Welcome to the repository for "CiMLoop: A Flexible, Accurate, and Fast Compute-In-Memory Modeling Tool" by Tanner Andrulis, Vivienne Sze, and Joel S. Emer. CiMLoop is a full-stack CiM modeling tool with flexible user-defined systems and fast, accurate statistical energy modeling.
This repository contains tutorials, examples, documentation, and an artifact for the CiMLoop paper. All are accessible through the Docker container.
Note: This repository is a work in progress. More tutorials and documentation are on the way!
git clone https://github.com/mit-emze/cimloop.git
cd cimloop
export DOCKER_ARCH=<your processor architecture. supported: amd64>
# arm64 is also supported, BUT IS NOT STABLE. Use at your own risk.
# It is recommended to build Timeloop and Accelergy from source if you're
# using an ARM machine.
docker-compose pull
docker-compose up
# Connect to the container and explore CiMLoop! The README.md file
# in the workspace directory contains more information.
# If you have permission issues, please see the instructions in the
# docker-compose.yaml file on how to set the UID and GID.
The README.md in the workspace directory contains more information on how to use CiMLoop.
The [Timeloop and Accelergy tutorials]
(https://github.com/Accelergy-Project/timeloop-accelergy-exercises) are a
prerequisite for using CiMLoop as well, so please complete those first. CiMLoop
tutorials are available in the workspace/tutorials
directory.
CiMLoop published results can be reproduced by running the
models/arch/1_macro/*/_guide.ipynb
notebooks and the
tutorials/demo_speed_accuracy.ipynb
notebook in the workspace.
CiMLoop includes a model of the Albireo silicon photonic accelerator as described in "Architecture-Level Modeling of Photonic Deep Neural Network Accelerators" (Andrulis et al., ISPASS 2024).

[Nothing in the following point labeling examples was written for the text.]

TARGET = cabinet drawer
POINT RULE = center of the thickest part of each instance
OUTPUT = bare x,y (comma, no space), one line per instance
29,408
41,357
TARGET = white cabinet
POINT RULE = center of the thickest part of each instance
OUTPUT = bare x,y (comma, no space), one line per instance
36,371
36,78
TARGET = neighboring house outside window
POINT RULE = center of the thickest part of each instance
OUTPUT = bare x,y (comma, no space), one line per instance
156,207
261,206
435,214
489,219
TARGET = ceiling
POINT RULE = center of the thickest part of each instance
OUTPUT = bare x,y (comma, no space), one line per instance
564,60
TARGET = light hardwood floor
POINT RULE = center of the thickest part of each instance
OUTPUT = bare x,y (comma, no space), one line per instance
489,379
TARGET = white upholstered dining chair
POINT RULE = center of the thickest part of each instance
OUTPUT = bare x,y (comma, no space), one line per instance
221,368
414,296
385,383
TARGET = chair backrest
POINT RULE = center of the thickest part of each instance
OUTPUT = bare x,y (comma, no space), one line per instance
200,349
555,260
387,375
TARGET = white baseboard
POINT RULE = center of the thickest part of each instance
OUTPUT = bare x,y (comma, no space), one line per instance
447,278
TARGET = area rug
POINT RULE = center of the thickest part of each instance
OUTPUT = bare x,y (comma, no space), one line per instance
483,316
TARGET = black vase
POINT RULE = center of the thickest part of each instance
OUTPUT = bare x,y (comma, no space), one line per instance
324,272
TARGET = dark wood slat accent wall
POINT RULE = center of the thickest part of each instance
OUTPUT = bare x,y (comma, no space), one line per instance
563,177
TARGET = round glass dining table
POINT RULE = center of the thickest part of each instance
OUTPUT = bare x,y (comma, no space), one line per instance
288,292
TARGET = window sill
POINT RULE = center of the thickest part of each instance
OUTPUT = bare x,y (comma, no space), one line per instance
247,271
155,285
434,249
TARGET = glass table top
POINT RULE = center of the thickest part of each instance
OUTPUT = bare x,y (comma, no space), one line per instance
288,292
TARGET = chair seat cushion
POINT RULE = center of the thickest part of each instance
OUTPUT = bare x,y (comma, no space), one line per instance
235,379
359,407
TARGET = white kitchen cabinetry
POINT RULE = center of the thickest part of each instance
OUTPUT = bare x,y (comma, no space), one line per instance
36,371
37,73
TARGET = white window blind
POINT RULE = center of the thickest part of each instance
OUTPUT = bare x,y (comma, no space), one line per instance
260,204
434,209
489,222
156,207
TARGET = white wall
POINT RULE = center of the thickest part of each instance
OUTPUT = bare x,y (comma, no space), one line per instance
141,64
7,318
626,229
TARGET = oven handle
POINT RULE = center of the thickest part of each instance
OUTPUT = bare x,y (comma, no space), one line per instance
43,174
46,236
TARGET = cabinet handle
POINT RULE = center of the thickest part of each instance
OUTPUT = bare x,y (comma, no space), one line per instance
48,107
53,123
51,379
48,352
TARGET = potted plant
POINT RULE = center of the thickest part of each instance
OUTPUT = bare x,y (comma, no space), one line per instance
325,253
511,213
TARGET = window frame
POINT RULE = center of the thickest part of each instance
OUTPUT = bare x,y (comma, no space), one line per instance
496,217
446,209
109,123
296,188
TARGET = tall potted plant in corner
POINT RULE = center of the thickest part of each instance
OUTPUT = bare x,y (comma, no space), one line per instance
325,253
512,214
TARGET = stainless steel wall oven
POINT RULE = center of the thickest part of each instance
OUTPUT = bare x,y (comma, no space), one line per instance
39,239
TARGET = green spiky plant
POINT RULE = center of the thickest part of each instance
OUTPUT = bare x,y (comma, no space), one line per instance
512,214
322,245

Documentation can be found at the following locations:
- CiMLoop Paper
- Timeloop+Accelergy Documentation
- Timeloop+Accelergy Exercises
- Timeloop Front-End Documentation
If you would like to contribute models of memory cells, components, architectures, workloads, or anything else, please submit a pull request. We welcome contributions!
If you use CiMLoop in your research, please cite the papers in citations.bib.